L'Article 1 précise "que les Français demeureront dans le quartier où ils habitent à présent, et habiteront tout le côté qui regarde l'Anguille."
L'Article 2 précise "que les Hollandais auront le quartier du fort et les terres qui l'entourent côté sud."
Lors de la signature du traité le 23 mars 1648, il apparaît que le contenu des Articles 3 et 5 ont représenté un aspect important de cette cohabitation: "Que les Français et les Hollandais qui habitent cette île vivront comme des amis et des alliés, et "Que la chasse, la pêche, les salines, les rivières, les lacs, les étangs, les bois de teinture, les mines et minéraux, ports et rades, et autres commodités de ladite île seront communs, et serviront pour subvenir aux besoins des habitants."
En fait, tout sauf le sol, devait appartenir en commun aux deux nations et être utilisé par les habitants de l'île. Cet article a façonné les coutumes particulières de cette île, qui peuvent être assimilées à la relation de jumeaux siamois, des corps séparés mais reliés par un lien majeur. Dans le cas de Saint-Martin, c'est un lien vital qui se reflète dans le fait qu'un habitant de cette île peut travailler et vivre sur l'une ou l'autre partie de l'île sans être illégal. Cette situation spécifique a été observée "de facto" tout au long de notre histoire.

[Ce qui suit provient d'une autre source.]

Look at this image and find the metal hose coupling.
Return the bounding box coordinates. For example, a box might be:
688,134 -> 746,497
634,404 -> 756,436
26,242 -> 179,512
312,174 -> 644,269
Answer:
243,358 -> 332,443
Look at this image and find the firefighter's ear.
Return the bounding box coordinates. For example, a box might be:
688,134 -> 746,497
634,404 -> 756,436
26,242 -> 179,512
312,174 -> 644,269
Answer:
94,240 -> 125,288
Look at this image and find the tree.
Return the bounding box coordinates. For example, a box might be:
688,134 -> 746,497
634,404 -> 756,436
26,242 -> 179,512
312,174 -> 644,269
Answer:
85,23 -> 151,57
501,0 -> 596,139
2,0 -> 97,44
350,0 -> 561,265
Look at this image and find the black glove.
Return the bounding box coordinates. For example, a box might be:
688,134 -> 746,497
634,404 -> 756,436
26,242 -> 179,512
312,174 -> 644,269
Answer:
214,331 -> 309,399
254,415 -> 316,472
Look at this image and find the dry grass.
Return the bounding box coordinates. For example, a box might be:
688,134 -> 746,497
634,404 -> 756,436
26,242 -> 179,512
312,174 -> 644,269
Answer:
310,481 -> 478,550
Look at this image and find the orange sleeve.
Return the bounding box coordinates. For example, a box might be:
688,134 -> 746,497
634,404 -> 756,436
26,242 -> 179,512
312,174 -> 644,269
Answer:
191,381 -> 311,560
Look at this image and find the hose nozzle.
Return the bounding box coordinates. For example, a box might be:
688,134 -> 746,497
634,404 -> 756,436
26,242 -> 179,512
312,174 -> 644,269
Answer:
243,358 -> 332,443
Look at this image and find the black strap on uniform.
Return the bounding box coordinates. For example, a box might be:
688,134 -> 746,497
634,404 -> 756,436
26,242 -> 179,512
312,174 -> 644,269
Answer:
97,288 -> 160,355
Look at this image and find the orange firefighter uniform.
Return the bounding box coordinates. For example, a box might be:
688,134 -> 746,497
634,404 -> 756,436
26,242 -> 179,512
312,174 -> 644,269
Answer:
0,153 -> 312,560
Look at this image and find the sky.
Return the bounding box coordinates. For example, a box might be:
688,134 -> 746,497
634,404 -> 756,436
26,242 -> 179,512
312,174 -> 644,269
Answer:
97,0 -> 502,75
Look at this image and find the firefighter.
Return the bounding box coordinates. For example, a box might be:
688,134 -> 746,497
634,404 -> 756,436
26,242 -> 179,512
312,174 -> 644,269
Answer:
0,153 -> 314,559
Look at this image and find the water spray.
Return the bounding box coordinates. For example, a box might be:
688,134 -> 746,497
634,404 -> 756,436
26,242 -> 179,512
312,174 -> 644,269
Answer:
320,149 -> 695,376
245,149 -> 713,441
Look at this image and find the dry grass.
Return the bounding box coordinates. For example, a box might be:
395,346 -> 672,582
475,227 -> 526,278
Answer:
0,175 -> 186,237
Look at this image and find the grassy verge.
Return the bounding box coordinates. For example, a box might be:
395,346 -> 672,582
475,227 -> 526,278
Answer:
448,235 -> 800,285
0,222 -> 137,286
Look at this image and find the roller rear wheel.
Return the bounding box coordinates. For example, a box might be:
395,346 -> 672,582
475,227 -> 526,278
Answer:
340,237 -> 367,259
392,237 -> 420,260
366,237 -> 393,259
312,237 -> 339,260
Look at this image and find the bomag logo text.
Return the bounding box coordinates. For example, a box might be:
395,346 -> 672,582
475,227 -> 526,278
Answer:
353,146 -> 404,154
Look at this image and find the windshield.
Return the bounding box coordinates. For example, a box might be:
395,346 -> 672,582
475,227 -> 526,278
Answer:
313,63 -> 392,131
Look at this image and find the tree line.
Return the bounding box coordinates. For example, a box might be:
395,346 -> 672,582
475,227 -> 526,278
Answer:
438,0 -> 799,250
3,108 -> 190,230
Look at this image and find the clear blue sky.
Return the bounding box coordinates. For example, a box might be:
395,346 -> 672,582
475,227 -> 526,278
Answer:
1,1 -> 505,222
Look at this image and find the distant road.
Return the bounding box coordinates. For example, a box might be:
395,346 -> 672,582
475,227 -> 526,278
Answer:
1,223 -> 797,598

Le dollar américain a été adopté par les insulaires comme la monnaie commune aux deux parties;.Les marchandises peuvent circuler d'une partie à l'autre sans contrôle. Saint-Martin vit une situation de "marché commun" depuis 1648 qui constitue un élément fondamental de ses lois coutumières, et en tant que tel, a fonctionné comme un commonwealth de nations et de peuples avec amitié et assistance d'une part, honnêteté et respect pour les coutumes de l'île, d'autre part. Cependant, bien que l'Article 7 précise que les habitants se porteront mutuellement assistance en cas d'attaque ennemie, il y eut des occasions de rivalité entre les deux parties pour des raisons économiques, et des divergences politiques ou religieuses ont momentanément troublé l'amitié entre les deux parties.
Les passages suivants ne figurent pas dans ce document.